Model Context Protocol (MCP) is quickly becoming the standard for enabling LLMs to call external tools. It’s built around clean, declarative tool definitions—but most current implementations fall short of being production-ready. Every official MCP server in the Anthropic repo, for instance, runs locally and communicates over stdio. Even the few that support HTTP rely on Server-Sent Events (SSE) for streaming. This introduces stateful behavior, requiring persistent TCP connections, complicating retries, and ultimately making it incompatible with stateless environments like AWS Lambda. We’ve written more about these limitations, and how we’ve addressed them with MCPEngine.
AWS Lambda offers instant scalability, no server management, and efficient, event-driven execution. We built native support for it in MCPEngine, so that MCP tools can run cleanly and reliably in serverless environments.
MCPEngine is an open-source implementation of MCP that supports streamable HTTP alongside SSE, making it compatible with Lambda. It also includes first-class support for authentication, packaging, and other capabilities to build and deploy production-grade MCP servers.
This post walks through building three progressively more realistic examples:
All three run entirely in Lambda, don't require a custom agent, and are MCP-spec compliant.

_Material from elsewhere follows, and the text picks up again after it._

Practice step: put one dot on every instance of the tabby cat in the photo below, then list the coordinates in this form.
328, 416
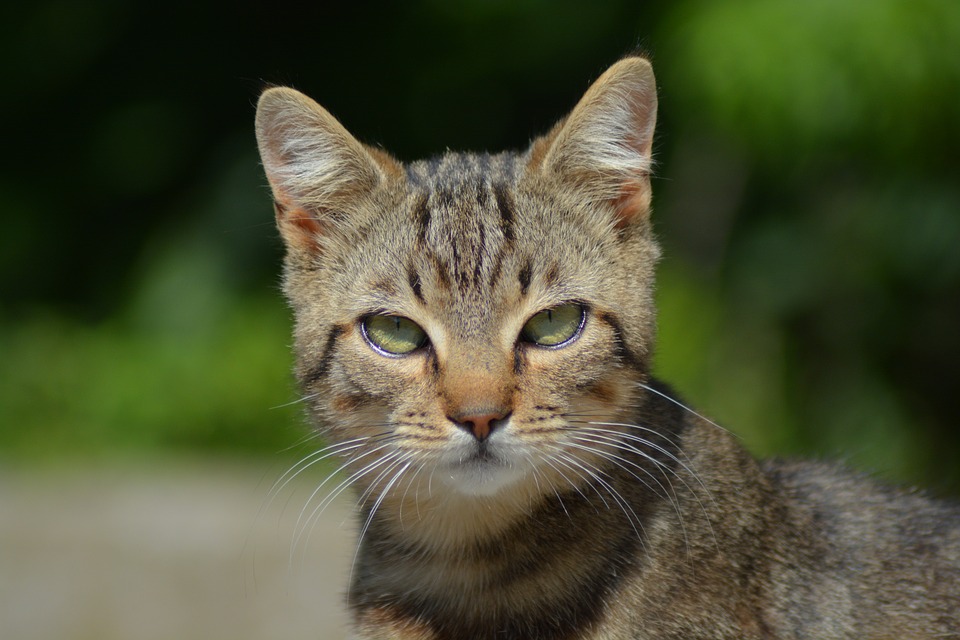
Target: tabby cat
473, 337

You can follow along on GitHub here for the full project.
We'll start with a single tool called get_weather. It takes a city name and returns a canned string response. There's no state or external API call — just enough to validate end-to-end behavior with a live LLM.
Install the Python SDK:
pip install mcpengine[cli,lambda]
Create a file called app.py:
from mcpengine import MCPEngine
engine = MCPEngine()
@engine.tool()
def get_weather(city: str) -> str:
"""Return the current weather for a given city.
"""
return f"The weather in {city} is sunny and 72°F."
handler = engine.get_lambda_handler()
What this does:
@engine.tool
registers the function with the MCP manifest. The function name (`get_weather`) becomes the tool name exposed to the LLM.You can deploy this manually or use Terraform to automate setup.

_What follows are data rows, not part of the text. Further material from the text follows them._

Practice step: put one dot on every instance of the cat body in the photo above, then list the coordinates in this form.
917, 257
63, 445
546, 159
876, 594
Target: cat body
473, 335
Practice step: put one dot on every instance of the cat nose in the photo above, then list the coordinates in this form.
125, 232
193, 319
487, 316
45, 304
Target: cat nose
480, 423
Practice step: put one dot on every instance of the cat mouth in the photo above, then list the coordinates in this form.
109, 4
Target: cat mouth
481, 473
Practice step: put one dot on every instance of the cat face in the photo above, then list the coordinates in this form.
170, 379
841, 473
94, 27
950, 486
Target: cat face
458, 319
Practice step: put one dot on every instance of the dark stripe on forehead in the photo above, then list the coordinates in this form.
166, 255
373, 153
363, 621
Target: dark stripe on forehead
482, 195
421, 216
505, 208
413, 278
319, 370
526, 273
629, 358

If you want to skip most of the boilerplate, we provide Terraform scripts that:
You can run it in the directory by calling:
terraform apply
Grab the ECR repository url and Lambda function name from the terraform output:
export REPOSITORY_URL=$(terraform output -raw repository_url)
export FUNCTION_NAME=$(terraform output -raw lambda_name)
And then build, tag, and push the image:
docker build --platform=linux/amd64 --provenance=false -t mcp-lambda:latest .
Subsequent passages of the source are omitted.